The boy in shorts returned with two plastic chairs and placed them before the manager. Baiji wiped the chair clean with his gamcha and offered them a seat. Arvind continued to stand with his hands behind his back.
“Why haven’t you reported to the bank?” Manoj asked once Aditi had settled in her chair. “You have taken a loan and you know very well what it means.”
“You can see, Sahib, what the situation is. I could not buy fertilizers in time…”
Manoj looked around again. Aditi followed his gaze to a small piece of land on the other side of the campus. It didn’t take long to understand that it was a tomato plantation in ruins. It was too late for fertilizers or pesticides.
Manoj shook his head. There was no point asking more questions. “Still Baiji, you have to report to the bank. I have sent you two notices. You didn’t reply.
Why? Anyway, this is the third, and final.” He underlined Rs. 12,413 and handed him a piece of paper from the file. “Come to the bank tomorrow.”
Baiji reluctantly took it. “Sahib, I don’t have any money.”
“Whatever it is, you have to report to the bank tomorrow. This is your final warning. Come to the bank, deposit something at least. You cannot miss your instalment for more than three months. Do that first, then we will see what we can do.”
Manoj closed the file and was about to get up when a woman came out of the house and placed a stool in front of them. On it were laid two plates with a small quantity of puffed rice, a quarter of chopped onion, a green chili and a little salt. After them were placed two glasses with lots of water. Aditi stared at Manoj for a moment, confused if they were actually supposed to eat. He nodded. They ate in silence as the three naked children watched hungrily from the hut. Arvind ordered one of the kids for a glass of water, drank two, then took the poor farmer to one side to discuss something.
Once they had finished, Baiji brought a mug and poured them water to wash their hands.
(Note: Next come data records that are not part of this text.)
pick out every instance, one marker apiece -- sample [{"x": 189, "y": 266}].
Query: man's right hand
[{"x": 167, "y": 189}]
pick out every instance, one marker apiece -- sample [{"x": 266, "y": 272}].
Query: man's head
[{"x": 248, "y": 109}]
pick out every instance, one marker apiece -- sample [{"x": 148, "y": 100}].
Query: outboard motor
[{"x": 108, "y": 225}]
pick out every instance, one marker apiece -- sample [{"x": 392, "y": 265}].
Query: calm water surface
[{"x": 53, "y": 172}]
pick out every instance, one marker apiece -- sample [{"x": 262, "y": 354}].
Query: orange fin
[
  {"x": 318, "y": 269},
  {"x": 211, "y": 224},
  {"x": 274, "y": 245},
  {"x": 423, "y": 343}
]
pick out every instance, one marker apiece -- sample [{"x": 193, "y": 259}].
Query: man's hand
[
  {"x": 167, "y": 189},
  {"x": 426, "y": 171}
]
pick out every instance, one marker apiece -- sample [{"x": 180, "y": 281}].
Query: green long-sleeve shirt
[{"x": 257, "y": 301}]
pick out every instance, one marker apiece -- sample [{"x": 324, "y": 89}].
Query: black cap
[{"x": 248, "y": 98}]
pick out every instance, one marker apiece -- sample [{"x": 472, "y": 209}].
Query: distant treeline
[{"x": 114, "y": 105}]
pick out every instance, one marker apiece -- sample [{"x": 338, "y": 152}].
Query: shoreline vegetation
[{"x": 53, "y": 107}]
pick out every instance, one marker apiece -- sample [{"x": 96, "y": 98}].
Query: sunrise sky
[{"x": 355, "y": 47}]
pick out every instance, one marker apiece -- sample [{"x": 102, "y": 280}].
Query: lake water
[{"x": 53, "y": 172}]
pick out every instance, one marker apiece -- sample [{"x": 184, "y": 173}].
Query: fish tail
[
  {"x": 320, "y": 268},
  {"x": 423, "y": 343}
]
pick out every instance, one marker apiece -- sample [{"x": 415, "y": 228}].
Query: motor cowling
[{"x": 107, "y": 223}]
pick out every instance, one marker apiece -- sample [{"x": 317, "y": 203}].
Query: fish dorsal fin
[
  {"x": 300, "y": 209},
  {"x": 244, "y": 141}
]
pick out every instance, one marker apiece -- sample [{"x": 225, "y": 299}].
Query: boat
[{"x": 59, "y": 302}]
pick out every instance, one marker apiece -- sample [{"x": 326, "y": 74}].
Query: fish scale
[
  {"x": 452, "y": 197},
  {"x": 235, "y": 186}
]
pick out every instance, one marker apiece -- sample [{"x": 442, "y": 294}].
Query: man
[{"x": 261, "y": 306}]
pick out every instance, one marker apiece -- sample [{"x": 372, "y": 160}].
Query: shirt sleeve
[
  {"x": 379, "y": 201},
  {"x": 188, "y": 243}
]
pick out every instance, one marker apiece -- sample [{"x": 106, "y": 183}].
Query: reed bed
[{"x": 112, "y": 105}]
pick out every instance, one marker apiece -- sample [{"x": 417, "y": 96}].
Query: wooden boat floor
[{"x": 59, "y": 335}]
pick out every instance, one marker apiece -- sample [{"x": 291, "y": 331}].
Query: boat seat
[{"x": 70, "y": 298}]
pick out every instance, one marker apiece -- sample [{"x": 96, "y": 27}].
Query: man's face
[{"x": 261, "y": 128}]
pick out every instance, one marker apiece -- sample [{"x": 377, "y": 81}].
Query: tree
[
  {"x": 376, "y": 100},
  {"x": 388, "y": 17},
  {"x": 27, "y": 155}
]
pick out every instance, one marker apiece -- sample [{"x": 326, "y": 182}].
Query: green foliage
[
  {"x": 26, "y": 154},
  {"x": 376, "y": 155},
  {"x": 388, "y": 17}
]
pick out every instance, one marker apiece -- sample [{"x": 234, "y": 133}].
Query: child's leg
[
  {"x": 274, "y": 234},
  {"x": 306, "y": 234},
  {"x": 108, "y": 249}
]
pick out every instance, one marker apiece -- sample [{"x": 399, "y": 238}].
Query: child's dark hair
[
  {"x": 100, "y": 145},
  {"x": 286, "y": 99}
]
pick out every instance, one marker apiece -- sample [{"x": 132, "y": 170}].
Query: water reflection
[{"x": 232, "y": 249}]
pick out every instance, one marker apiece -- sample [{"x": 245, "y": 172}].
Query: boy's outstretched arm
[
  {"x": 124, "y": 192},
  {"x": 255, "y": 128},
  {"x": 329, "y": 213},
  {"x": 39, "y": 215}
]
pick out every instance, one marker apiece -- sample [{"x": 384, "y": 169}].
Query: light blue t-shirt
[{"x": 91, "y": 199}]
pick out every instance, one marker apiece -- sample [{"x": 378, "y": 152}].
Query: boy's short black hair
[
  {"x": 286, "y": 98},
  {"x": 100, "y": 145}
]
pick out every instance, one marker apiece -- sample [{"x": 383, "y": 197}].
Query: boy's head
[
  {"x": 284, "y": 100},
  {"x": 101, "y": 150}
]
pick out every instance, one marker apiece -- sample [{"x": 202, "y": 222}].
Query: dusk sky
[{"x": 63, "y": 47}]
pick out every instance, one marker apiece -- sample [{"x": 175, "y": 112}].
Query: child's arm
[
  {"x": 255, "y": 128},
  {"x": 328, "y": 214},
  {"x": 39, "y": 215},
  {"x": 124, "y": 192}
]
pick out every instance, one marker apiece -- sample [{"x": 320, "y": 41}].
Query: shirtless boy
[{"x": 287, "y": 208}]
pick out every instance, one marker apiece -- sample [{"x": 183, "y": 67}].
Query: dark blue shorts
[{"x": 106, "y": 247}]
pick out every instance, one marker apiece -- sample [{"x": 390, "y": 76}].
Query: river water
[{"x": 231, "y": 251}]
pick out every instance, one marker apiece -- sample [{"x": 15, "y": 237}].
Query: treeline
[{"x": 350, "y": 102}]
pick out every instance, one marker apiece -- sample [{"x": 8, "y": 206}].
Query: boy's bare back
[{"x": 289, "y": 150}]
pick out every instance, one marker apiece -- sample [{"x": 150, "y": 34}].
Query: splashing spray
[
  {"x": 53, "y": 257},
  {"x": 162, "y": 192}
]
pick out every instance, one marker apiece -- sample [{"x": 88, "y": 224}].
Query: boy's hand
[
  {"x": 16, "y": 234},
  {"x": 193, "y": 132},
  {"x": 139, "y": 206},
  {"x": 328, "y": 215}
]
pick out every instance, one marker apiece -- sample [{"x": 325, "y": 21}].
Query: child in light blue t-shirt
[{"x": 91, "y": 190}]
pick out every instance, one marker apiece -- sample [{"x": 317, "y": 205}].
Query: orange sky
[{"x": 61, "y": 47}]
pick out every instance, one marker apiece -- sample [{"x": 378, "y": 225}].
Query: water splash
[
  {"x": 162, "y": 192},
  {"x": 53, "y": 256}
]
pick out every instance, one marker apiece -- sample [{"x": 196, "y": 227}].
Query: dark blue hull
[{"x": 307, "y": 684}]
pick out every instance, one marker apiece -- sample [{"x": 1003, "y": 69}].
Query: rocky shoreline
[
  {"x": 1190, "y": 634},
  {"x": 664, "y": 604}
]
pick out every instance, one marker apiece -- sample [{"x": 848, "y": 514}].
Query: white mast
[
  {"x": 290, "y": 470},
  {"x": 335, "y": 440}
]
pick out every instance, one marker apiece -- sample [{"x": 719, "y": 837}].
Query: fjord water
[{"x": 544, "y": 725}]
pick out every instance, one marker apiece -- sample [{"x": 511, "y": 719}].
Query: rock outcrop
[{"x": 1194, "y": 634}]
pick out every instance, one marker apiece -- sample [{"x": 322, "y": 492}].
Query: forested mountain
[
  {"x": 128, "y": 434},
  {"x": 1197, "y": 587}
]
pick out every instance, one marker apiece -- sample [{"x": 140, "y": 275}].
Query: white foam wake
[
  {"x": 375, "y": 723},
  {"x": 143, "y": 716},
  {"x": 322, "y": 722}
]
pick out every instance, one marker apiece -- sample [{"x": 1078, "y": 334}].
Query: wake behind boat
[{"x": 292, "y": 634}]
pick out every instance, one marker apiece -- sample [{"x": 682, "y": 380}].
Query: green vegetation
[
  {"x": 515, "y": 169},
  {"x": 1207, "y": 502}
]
He folded his hands as they got into the jeep, his family peeping through the many gaps in the bamboo fence.
They set off again, roaming around in the neighbourhood and handing notices here and there. The last customer in that area fled to the fields the moment he saw them coming. He left his wife to deal with them, who stupidly stuck to her statement that her husband had gone to Siliguri and wouldn’t be back before two weeks. Manoj handed her a notice and then they drove deeper into the village.
They next visited a customer who had taken a loan for an auto-rickshaw. His house was in a more crowded area. The sun was high in the sky as they walked through narrow streets, avoiding puddles and cow-dung, as many faces peeped through surrounding windows and many men looked up from the variety of work they were doing. The customer had a proper brick house and enough chairs to offer all three of them.